Отныне дни Монсегюра были сочтены. Епископ Альби Дюран, бывший, сдается, великим инженером, поставил на месте разрушенного барбакана катапульту, сделавшую существование осажденных невыносимым. Не помогло и орудие, построенное Бертраном де ла Баккалариа, инженером катаров. Пьер-Роже де Мирпуа, житель Авиньоне, предпринял все усилия, чтобы изгнать французов из барбакана и сжечь их машину. Но гарнизон с большими потерями отступил, а атаку осаждавших, взобравшихся на площадку перед замком, удалось с большим трудом отбить.
На следующее утро, в последний день февраля 1243 г., на стенах Монсегюра затрубили рога: гарнизон соглашался на переговоры. Все странно в этой кончине Монсегюра. Неудивительно, что люди, героически защищавшиеся в течение девяти месяцев, понесшие большие потери и больше не надеявшиеся, вопреки щедрым заверениям Раймона VII, на какую-либо помощь, запросили перемирия в сражении. Они так поступили, конечно, с полного согласия Добрых Людей и особенно епископа Бертрана Марти, истинного коменданта крепости. Странно другое — то, что осаждавшие, практически победители, согласились на переговоры и не потребовали полной и безоговорочной капитуляции. Это объясняют истощением самих осаждающих к концу исключительно долгой блокады. Объяснение кажется мне не совсем убедительным. Монсегюр был обречен и, конечно, не смог бы оказать сопротивление новому приступу. Но смешанное войско, действующее во враждебной стране, имея в тылу такого государя, как Раймон VII, бесспорно, не могло позволить себе безжалостного обращения с побежденными. Можно даже предположить, что Людовик Святой, начиная тактику сближения, которая позднее стала его политикой, дал указания своему каркассонскому сенешалю.

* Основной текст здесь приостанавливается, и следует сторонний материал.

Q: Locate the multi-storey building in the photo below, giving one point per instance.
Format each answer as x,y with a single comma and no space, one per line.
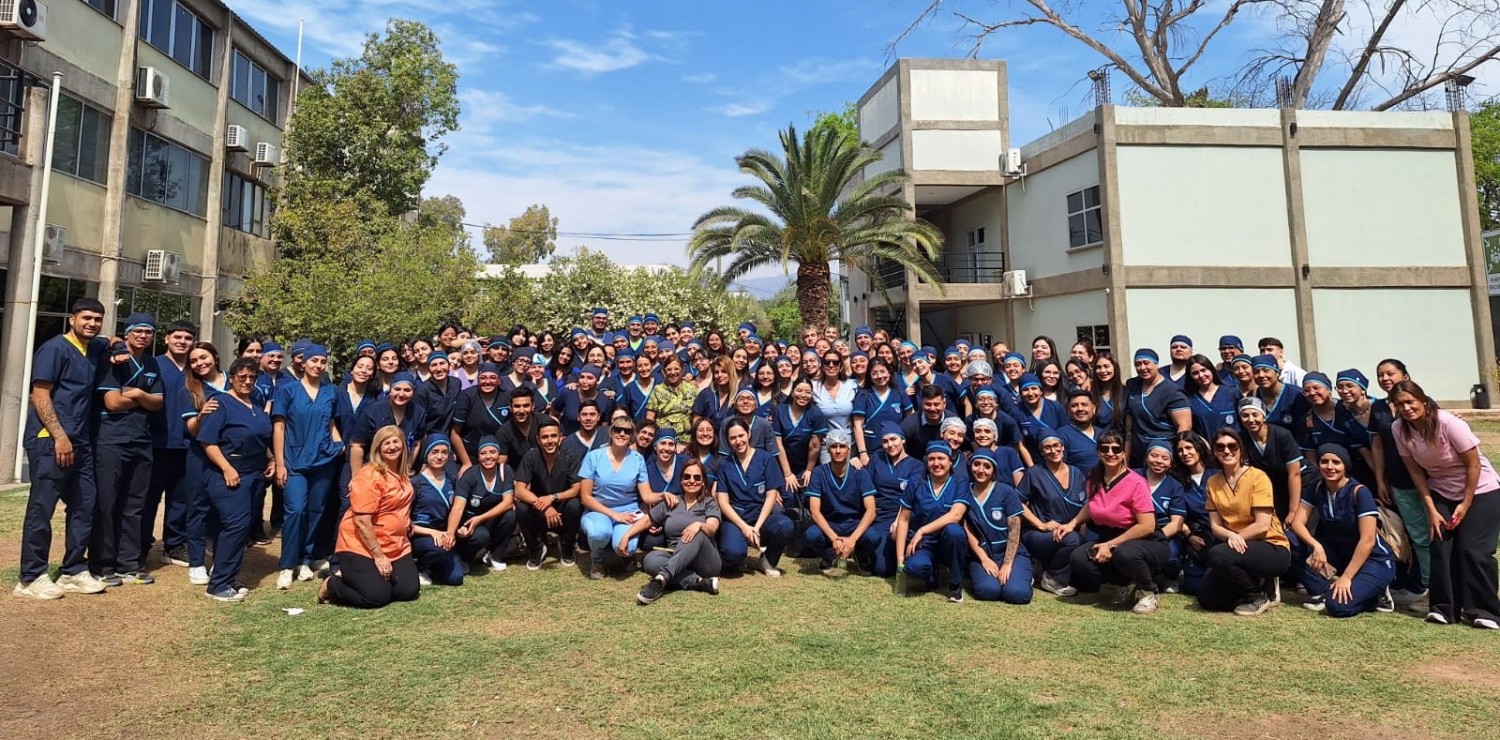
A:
1349,236
168,131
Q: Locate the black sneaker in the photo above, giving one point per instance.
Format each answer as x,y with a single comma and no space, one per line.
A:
536,557
1385,604
651,592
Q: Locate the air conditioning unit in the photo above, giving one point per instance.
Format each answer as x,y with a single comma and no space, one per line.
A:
162,266
236,138
53,243
1011,164
24,18
1013,284
152,87
267,153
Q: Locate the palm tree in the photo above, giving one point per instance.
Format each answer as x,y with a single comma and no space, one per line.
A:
821,209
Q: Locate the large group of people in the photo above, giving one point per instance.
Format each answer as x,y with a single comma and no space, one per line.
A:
702,455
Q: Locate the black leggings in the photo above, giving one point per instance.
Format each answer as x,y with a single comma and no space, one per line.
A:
359,583
1235,578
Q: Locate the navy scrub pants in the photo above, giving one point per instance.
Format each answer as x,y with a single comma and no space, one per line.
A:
170,487
123,473
1017,589
50,484
774,535
230,518
942,548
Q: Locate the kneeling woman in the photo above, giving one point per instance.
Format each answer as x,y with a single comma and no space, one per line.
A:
689,560
435,515
375,563
998,568
1253,548
1350,568
1131,550
927,530
749,493
488,496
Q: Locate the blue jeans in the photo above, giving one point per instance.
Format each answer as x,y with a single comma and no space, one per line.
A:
305,496
989,589
605,535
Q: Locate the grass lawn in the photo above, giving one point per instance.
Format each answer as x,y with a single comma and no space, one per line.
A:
554,655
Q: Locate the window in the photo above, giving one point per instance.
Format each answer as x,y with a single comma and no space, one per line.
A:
104,6
162,171
1085,225
254,87
245,204
83,140
171,27
1097,333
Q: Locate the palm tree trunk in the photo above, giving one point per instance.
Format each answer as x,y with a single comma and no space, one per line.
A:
812,293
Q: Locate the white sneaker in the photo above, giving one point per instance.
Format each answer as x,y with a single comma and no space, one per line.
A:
41,589
81,583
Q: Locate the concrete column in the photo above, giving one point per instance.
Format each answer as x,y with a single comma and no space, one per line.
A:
1298,233
1113,242
209,285
18,297
111,245
1475,254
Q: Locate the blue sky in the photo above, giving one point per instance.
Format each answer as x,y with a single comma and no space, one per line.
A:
626,117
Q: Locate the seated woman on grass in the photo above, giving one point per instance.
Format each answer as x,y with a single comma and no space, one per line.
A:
375,562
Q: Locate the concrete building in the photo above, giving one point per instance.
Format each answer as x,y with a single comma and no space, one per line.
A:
1349,236
167,134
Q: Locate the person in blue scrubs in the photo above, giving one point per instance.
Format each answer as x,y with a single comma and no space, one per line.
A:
480,412
59,449
612,485
435,514
878,404
1155,410
1212,404
308,449
999,569
488,518
170,448
236,440
1053,491
927,529
1350,566
840,502
749,496
129,392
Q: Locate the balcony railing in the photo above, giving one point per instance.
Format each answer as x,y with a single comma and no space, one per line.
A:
969,267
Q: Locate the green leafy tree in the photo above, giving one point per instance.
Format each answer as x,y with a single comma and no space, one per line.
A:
1485,126
374,123
807,222
530,237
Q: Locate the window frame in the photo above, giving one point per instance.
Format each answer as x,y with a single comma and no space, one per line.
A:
1083,210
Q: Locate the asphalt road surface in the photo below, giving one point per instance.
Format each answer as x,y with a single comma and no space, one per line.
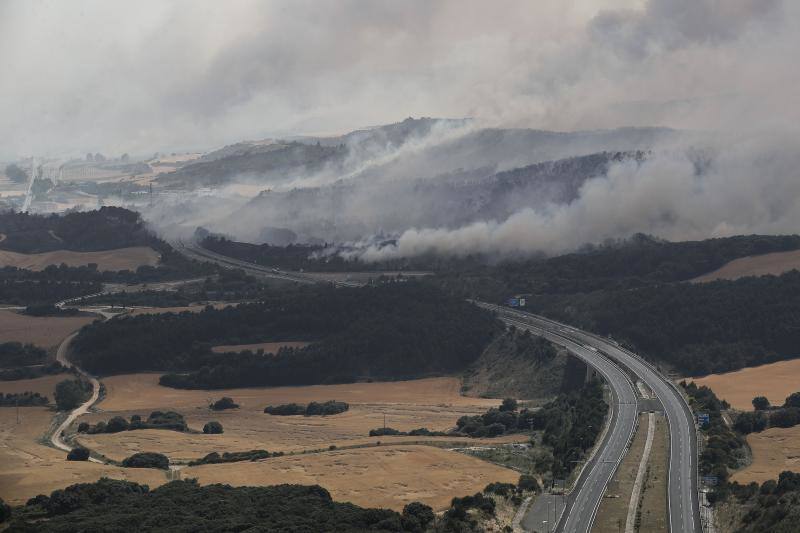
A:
683,501
582,503
194,251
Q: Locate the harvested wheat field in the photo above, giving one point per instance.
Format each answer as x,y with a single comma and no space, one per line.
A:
46,332
28,468
755,265
434,403
776,381
268,347
388,476
774,450
44,386
120,259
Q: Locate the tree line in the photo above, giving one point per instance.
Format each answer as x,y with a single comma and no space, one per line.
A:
698,328
383,332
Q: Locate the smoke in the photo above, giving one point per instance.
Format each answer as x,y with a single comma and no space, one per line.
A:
139,77
750,186
125,77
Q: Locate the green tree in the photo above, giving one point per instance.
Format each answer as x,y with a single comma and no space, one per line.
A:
69,394
212,428
5,511
509,404
760,403
78,454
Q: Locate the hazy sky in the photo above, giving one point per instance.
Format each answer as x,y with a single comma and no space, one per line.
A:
137,77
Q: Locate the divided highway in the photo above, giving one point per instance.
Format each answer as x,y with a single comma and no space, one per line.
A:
197,252
683,501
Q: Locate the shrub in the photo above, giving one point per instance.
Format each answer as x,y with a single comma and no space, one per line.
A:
78,454
5,511
760,403
528,482
416,517
509,404
224,403
501,489
146,460
212,428
287,409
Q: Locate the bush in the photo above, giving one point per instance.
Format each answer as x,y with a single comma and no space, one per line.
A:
760,403
146,460
224,403
78,454
212,428
509,404
5,511
528,483
331,407
416,517
501,489
70,393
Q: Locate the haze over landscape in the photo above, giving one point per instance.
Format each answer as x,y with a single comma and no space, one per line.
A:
400,266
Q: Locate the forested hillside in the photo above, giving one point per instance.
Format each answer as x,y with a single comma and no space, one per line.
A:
87,231
383,332
637,262
112,505
698,328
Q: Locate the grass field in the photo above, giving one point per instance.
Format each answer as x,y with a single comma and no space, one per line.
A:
434,403
120,259
268,347
389,476
28,468
613,510
755,265
774,450
46,332
653,509
776,381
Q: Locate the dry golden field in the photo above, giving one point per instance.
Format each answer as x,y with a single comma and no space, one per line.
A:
388,476
119,259
776,381
28,468
268,347
46,332
755,265
774,450
433,403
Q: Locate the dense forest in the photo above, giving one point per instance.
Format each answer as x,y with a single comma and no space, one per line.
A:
774,506
104,229
698,328
22,399
184,506
383,332
724,449
636,262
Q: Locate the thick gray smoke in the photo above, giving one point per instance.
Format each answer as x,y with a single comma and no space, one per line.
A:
750,187
116,76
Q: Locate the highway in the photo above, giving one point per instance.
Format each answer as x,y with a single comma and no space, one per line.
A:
682,495
194,251
584,500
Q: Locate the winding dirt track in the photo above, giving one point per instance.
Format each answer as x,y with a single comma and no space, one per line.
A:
57,437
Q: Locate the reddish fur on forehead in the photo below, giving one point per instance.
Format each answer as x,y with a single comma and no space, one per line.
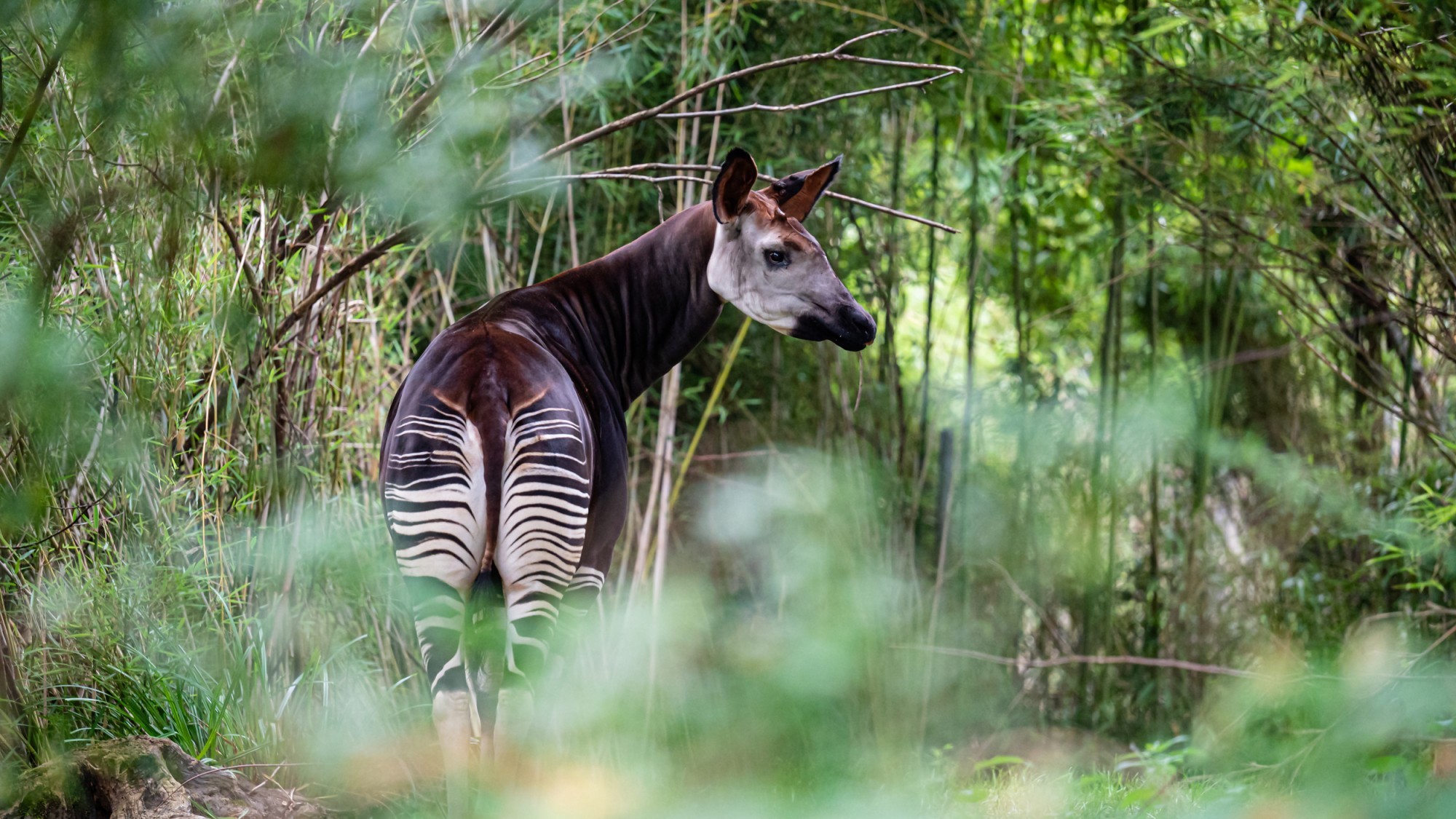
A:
765,209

Условия капитуляции требовали от Добрых Людей отречения от ереси и исповеди перед инквизиторами под угрозой костра. Взамен защитники Монсегюра получали прощение за все свои прошлые ошибки, включая избиение в Авиньоне, и, что еще подозрительнее, за ними признавали право сохранить крепость в течение двух недель со дня капитуляции, лишь бы они выдали заложников. Это неслыханная милость, и примеров, подобных ей, мы не знаем. Можно задаться вопросом почему ее даровали, но еще интереснее, на каком основании ее испросили. Воображению самых трезвых историков не возбраняется вновь пережить с побежденными эти две недели глубокого умиротворения, последовавшего за громом сражения и предшествующего жертвоприношению Добрых Людей.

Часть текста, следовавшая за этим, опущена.